Still, others claim to make a lot of money daytrading stocks, and they brag about their performance to just about anyone who will listen. More frequently, they will tell people that they can teach them how to make a lot of money daytrading—for a fee. Instead of asking why someone who can make money whenever they want by daytrading needs to sell their trading system to others, many get intoxicated with the money-for-nothing sales pitch and waste a lot of money pursuing a system that touts itself as failsafe. In the end, most of them lose money, while the lucky ones may find they just barely break even or earn about what a long-term investing strategy would have earned.
Daytrading doesn’t work—but why not?
The Goal of Daytrading
The idea of daytrading is simple: you buy shares, wait a few minutes or hours, and then sell those shares back at a premium. The problem with this strategy is that it doesn’t always work; there’s no way to tell when shares will go up or down. Some claim to have a system that can predict this, but no academic study has proven these systems to be reliable or accurate at all. In reality, buying shares in the hopes of selling them at a higher price later in the day is more like gambling than investing.

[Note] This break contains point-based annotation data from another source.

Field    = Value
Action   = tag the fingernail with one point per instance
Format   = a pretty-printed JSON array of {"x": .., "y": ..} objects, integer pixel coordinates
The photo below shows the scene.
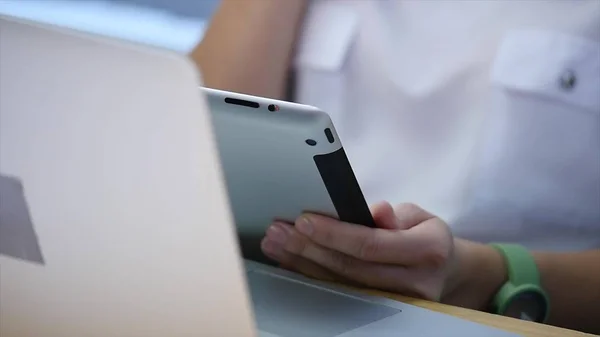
[
  {"x": 276, "y": 234},
  {"x": 270, "y": 248},
  {"x": 304, "y": 226}
]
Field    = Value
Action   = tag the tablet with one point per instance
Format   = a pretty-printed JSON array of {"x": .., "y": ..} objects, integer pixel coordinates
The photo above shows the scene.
[{"x": 281, "y": 159}]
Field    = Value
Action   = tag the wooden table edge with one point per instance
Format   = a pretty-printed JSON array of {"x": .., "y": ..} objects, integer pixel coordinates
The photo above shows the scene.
[{"x": 523, "y": 328}]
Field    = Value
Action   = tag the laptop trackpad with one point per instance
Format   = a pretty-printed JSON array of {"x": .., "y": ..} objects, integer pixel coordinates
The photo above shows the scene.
[{"x": 290, "y": 309}]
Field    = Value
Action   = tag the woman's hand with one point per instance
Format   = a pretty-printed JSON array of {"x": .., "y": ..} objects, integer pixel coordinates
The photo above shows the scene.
[{"x": 411, "y": 252}]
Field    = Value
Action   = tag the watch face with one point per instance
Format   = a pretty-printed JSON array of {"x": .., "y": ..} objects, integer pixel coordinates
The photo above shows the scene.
[{"x": 527, "y": 305}]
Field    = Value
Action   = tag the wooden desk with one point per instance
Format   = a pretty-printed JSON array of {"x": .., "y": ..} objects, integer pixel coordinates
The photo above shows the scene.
[{"x": 523, "y": 328}]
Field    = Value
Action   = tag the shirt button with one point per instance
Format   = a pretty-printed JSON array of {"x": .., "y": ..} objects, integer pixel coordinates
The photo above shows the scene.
[{"x": 568, "y": 80}]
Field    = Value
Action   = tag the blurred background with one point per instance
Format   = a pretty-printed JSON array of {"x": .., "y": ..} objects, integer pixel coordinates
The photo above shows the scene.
[{"x": 173, "y": 24}]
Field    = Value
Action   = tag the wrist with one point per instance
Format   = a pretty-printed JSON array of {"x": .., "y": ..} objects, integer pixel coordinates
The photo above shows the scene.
[{"x": 479, "y": 271}]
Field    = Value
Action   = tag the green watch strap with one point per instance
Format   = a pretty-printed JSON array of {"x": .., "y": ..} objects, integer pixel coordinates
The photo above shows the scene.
[{"x": 520, "y": 264}]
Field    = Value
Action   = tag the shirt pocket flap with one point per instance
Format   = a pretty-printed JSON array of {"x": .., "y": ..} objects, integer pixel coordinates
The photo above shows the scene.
[
  {"x": 554, "y": 65},
  {"x": 328, "y": 31}
]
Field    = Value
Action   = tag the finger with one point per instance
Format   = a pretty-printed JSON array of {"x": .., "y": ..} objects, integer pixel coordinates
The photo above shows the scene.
[
  {"x": 403, "y": 247},
  {"x": 409, "y": 215},
  {"x": 294, "y": 262},
  {"x": 384, "y": 217},
  {"x": 383, "y": 276},
  {"x": 309, "y": 258},
  {"x": 403, "y": 216}
]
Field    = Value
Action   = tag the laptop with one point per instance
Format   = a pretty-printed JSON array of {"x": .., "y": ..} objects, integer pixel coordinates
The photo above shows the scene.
[{"x": 114, "y": 218}]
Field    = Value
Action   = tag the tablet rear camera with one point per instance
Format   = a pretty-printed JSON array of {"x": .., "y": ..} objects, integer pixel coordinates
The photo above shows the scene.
[{"x": 329, "y": 135}]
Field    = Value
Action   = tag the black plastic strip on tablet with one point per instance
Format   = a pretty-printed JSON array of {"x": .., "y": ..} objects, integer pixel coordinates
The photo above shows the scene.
[
  {"x": 341, "y": 183},
  {"x": 241, "y": 102}
]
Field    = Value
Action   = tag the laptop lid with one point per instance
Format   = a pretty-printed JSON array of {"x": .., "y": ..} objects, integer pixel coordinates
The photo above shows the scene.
[{"x": 113, "y": 212}]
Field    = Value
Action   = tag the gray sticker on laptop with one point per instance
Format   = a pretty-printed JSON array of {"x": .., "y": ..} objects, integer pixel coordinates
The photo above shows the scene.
[{"x": 17, "y": 234}]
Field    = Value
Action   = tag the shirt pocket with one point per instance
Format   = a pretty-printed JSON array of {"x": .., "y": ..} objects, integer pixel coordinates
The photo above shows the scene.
[
  {"x": 540, "y": 149},
  {"x": 329, "y": 30}
]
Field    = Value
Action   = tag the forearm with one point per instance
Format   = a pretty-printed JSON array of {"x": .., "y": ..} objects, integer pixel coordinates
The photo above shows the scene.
[
  {"x": 248, "y": 46},
  {"x": 572, "y": 281}
]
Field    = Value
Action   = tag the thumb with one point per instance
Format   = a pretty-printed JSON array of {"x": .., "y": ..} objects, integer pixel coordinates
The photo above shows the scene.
[
  {"x": 384, "y": 217},
  {"x": 403, "y": 216}
]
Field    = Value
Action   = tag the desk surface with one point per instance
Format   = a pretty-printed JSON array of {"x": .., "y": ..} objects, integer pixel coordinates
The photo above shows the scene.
[{"x": 523, "y": 328}]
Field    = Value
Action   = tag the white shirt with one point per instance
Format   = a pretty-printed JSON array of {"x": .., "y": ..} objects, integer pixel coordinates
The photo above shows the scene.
[{"x": 486, "y": 113}]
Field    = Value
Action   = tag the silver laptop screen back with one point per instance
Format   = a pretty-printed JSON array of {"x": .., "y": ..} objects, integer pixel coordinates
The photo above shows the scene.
[{"x": 107, "y": 148}]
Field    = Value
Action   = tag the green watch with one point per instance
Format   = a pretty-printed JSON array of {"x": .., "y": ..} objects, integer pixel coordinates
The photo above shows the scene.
[{"x": 522, "y": 295}]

This is why the Securities and Exchange Commission warns against daytrading, noting that it isn’t illegal or unethical, but often involves “severe financial losses.” The few successful daytraders out there readily admit that their first few years of trading involved heavy losses, which took them a long time to recover from.
The risk of daytrading is not limited to just losing a lot of money quickly. Daytrading is a labor-intensive and stressful activity. Daytraders use a variety of tools to make their trades, and they will spend hours at their desk in front of several monitors staring at charts and waiting for the move that they’ve bet on. Sometimes it happens and sometimes it doesn’t; when it doesn’t, money is lost. When it does, money is made. The job of the daytrader is to make sure they get it right more often than they get it wrong, which requires a lot of energy, focus, time, and a bit of luck.
The Long-Term Alternative
It’s for this reason that Warren Buffet warns against trading at all. From Buffett’s point of view it makes little sense to spend so much time and effort into short-term trading, which will likely lose money anyway, when you can simply put your money in a good, profitable company, and let it grow in value over time without having to think about it.
Studies have supported Buffett’s viewpoint. Brokerage firm Fidelity Investments once did a study on which of their clients made the most money, and the conclusion was clear: those who traded the least made the most money. When a former Fidelity employee shared this anecdote to asset manager Barry Ritholtz, he was unsurprised. He had seen several investment accounts remain untouched for a decade or more that had outperformed more during that period than in periods when the same account was more actively managed.